D’autre part, sans les ajouts anticonstitutionnels du Gouvernement, déjà votés, et celui soumis au vote du Parlement à l’article 51 du présent projet de loi de finances pour 2016, qui renvoient à un critère de nationalité abrogé, nos supplétifs en Algérie de souche européenne, rapatriés, et leurs ayants droit étaient inclus de facto au bénéfice de l’allocation de reconnaissance de la Nation. Ils le seraient également, en vertu des décisions mentionnées de nos deux hauts conseils s’agissant des deux autres mesures. Comme l’indique clairement la décision mentionnée du Conseil d’État, la référence au statut civil de nos supplétifs rapatriés d’Algérie réintroduit bien, de façon détournée, un critère de nationalité abrogé.
Enfin, les modifications contenues dans le présent amendement d’un point de vue financier représentent,
- s’agissant de l’attribution de l’allocation de reconnaissance de la Nation étendue aux quelque 500 supplétifs au « statut civil de droit commun » rapatriés, un montant de l’ordre de 15 millions d’€ en capital pour solde de tout compte, ou bien 1 708 000 € en rente annuelle.
- La disposition portant sur la rente viagère prévue à l’article 51 du présent projet de loi, étendue au cas de décès de ces mêmes supplétifs, viendrait en déduction de la somme mentionnée précédemment.
- Enfin, la mesure à l’article 79 de la loi de financement de la sécurité sociale pour 2015, réservée aux seuls enfants de harkis « de statut civil de droit local » au titre des années passées dans les camps de transit, introduit une discrimination inutile et d’autant plus humiliante pour les harkis de souche européenne. En effet, comme eux-mêmes le reconnaissent, la très grande majorité des 500 harkis de statut civil de droit commun ne sont pas passés par les camps de transit et d’hébergement. Il en résulte que très peu de leurs enfants réclameront le bénéfice de la mesure et qu’elle leur soit accordée.
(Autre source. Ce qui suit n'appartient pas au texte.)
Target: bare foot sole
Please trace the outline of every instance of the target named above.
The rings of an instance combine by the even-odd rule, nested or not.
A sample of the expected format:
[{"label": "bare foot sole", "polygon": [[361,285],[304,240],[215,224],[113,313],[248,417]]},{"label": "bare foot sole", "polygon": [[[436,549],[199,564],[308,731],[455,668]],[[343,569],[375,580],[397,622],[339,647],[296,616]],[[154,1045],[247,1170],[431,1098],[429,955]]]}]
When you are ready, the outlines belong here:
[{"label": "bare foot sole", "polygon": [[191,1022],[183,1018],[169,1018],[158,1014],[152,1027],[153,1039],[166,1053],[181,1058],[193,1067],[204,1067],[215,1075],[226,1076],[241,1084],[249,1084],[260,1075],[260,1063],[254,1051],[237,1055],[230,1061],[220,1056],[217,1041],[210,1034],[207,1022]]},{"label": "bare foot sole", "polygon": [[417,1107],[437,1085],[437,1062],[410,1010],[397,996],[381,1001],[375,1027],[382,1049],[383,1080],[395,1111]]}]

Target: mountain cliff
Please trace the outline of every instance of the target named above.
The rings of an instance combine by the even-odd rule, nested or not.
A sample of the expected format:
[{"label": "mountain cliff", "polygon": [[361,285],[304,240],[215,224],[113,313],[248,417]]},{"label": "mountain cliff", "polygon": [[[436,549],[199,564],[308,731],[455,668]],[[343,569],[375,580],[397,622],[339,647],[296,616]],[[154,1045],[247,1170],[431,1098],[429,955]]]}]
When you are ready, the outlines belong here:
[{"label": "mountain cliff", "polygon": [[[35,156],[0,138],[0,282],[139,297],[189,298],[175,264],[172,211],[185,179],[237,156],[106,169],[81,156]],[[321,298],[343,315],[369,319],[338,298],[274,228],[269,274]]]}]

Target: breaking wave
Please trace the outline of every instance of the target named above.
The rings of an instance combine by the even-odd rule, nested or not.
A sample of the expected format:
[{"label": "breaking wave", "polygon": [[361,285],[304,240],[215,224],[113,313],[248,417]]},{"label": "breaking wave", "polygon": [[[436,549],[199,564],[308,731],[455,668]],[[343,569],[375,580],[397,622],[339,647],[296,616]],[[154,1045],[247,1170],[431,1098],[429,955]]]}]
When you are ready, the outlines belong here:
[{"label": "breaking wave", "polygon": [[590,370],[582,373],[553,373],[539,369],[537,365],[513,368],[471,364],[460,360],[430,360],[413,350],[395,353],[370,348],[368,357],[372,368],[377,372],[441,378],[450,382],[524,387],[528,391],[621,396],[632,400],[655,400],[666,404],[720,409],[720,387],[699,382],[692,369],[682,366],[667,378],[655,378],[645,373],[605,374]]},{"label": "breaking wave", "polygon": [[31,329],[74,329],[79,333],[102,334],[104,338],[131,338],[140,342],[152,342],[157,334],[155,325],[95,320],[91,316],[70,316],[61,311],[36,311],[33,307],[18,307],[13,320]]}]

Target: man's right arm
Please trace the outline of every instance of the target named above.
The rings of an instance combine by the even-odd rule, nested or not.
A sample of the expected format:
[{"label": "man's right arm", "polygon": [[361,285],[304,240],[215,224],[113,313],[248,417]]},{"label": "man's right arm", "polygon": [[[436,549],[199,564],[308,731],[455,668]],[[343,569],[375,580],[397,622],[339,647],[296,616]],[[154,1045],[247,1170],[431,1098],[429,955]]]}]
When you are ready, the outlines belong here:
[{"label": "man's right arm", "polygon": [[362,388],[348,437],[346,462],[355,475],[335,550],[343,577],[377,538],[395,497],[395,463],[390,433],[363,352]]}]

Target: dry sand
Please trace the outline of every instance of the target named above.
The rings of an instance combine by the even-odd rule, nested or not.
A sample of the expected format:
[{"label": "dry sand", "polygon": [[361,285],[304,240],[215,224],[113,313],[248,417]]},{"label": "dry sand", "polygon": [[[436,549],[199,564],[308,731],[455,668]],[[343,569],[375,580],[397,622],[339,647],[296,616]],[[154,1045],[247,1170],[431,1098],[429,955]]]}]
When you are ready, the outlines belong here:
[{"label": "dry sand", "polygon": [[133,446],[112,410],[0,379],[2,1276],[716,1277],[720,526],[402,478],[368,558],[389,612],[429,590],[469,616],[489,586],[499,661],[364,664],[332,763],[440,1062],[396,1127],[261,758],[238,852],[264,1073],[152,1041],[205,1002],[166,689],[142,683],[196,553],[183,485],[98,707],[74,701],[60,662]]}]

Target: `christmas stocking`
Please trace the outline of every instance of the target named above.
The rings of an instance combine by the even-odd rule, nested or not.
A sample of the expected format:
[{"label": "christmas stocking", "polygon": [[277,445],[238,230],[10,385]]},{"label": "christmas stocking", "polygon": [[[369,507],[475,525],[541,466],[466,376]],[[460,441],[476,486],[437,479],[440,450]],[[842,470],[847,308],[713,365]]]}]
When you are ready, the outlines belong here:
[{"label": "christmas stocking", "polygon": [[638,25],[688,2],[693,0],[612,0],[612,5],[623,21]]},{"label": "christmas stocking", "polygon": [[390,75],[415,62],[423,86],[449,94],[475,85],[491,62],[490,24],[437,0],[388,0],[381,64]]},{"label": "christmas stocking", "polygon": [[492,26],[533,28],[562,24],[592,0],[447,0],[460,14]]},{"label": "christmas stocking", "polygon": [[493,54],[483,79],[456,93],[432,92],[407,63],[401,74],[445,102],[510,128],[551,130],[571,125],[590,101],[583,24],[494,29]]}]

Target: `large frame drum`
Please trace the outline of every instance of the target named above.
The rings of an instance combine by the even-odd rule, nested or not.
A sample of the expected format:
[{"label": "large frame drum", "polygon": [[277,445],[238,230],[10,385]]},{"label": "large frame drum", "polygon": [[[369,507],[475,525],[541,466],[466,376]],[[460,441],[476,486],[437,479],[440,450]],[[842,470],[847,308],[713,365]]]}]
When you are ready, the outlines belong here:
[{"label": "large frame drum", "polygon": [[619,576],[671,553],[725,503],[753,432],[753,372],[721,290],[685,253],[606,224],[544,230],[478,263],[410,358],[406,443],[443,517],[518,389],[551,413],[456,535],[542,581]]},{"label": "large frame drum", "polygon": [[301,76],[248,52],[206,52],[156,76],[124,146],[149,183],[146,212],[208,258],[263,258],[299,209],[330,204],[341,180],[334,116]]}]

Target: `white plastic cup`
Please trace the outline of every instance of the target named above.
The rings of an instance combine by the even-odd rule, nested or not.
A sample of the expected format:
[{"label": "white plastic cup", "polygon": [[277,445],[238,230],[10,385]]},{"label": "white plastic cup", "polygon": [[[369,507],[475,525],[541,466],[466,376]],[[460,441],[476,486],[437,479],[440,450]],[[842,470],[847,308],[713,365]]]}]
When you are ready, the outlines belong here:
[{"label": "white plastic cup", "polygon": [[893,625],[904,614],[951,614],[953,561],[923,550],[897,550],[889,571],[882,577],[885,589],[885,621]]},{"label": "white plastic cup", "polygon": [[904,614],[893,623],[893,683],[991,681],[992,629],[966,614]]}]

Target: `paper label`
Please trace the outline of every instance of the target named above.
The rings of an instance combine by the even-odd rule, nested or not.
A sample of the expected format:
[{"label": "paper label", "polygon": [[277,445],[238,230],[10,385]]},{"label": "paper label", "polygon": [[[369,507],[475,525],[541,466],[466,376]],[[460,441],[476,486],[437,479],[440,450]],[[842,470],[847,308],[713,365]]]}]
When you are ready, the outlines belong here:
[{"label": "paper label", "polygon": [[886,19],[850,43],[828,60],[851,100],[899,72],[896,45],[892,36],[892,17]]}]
Diminuer les crédits de l’action 1 du programme 167 « Journée défense et citoyenneté » de 1 708 000 €. Transférer ces crédits vers l’action 7 « Action en faveur des rapatriés » du programme 169, « Anciens combattants, mémoire et liens avec la Nation » correspondant au montant annuel actualisé de l’allocation de reconnaissance de la Nation destinée aux 500 supplétifs rapatriés d’Algérie de souche européenne. Ce transfert peut notamment se faire en rationalisant les crédits consacrés à l'alimentation dont le coût total est de 6, 8 millions d'euros.
NB:La présente rectification porte sur la liste des signataires.